Path ./bug_1778049738215.bug
Files 42 files (28.4 KB)
Fingerprint sha256:c8b3...
# 3. Share the file (Slack, email, gist, attachment...)
# 4. Anyone replays it on their machine
$ bugproof replay bug_1778049738215.bug
✔ REPRODUCTION CONFIRMED
Exit code exit 1 (match)
Verdict Reproduction confirmed (exact fingerprint match)
Optional flow:
$ bugproof inspect bug.bug # peek at the contents
$ bugproof diff old.bug new.bug # what changed between two captures
$ bugproof share bug.bug # publish as a GitHub Gist
BugProof ships 14 commands. Every command supports --help and --json for machine-readable output.
| Command | Purpose |
|---|---|
bugproof capture | Run a command, record everything, produce a .bug artifact |
bugproof replay | Re-execute an artifact, compare against expected fingerprint |
bugproof watch | Transparently wrap a command — capture only if it fails |
bugproof inspect | Show artifact contents (manifest, command, fingerprint, files) |
bugproof diff | Side-by-side comparison of two artifacts |
bugproof verify | Validate the Ed25519 signature on a .bug (standalone) |
bugproof keygen | Generate an Ed25519 keypair for signing artifacts |
bugproof share | Publish an artifact as a GitHub Gist |
bugproof mcp | Start the MCP server for AI-agent integration |
bugproof init | Scaffold a .bugproofrc config file |
bugproof prune | Garbage-collect orphan sandbox temp directories |
bugproof clean | Remove all .bug artifacts from the current directory |
bugproof pull | Download a shared .bug artifact from a GitHub Gist |
bugproof doctor | Verify OS support for sandbox isolation features |
bugproof help | Help for any command |
bugproof capture [command...]Run a command end-to-end and bundle the failure as <name>.bug.

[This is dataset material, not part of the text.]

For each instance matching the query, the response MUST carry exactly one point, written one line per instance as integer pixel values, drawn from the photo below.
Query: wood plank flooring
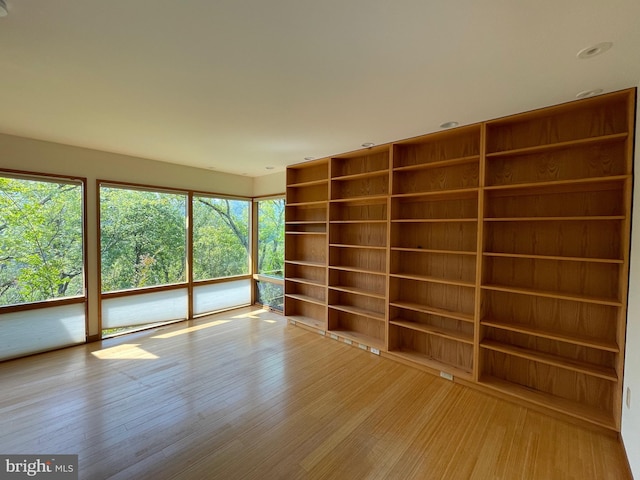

bugproof capture -- npm test
bugproof capture -n auth-crash -d "Login fails on expired session" -- node server.js
bugproof capture -o ./bugs/ -- npm test
bugproof capture --include-untracked -- python app.py
bugproof capture -x "*.log" -x "node_modules/**" -- go test ./...
bugproof capture --timeout 600000 -- java -cp . Main
bugproof capture --include-compiled -- mvn test # force include .class/.jar files
bugproof capture --sign --signer "alice@example.com" -- ./run.sh
bugproof capture --json -- node script.js
| Flag | Description |
|---|---|
-n, --name <name> | Artifact name (becomes <name>.bug) |
-d, --description <desc> | Human-readable description embedded in the manifest |
-o, --output <dir> | Output directory (default: current directory; respects .bugproofrc outputDir) |
-x, --exclude <pattern> | Exclude files by glob (repeatable) |
--include-untracked | Bundle untracked files too (git ls-files -o) |
--include-compiled | Force include compiled artifacts (.class, .jar, .pyc, etc.) — auto-detected by default |
--timeout <ms> | Kill the command after N ms (default 300000) |
--skip-secrets | Don't scan env for secrets (skip the confirm prompt) |
--sign [key] | Sign with the default key, or a named key / path to a .key file |
--signer <id> | Embed a signer identity (email, gist URL, etc.) |
--json | Structured JSON output |
Default behavior: Without -n, artifacts are named bug_<timestamp>.bug. With .bugproofrc nameTemplate configured, the template is used instead. Without -o, artifacts are saved in the current directory.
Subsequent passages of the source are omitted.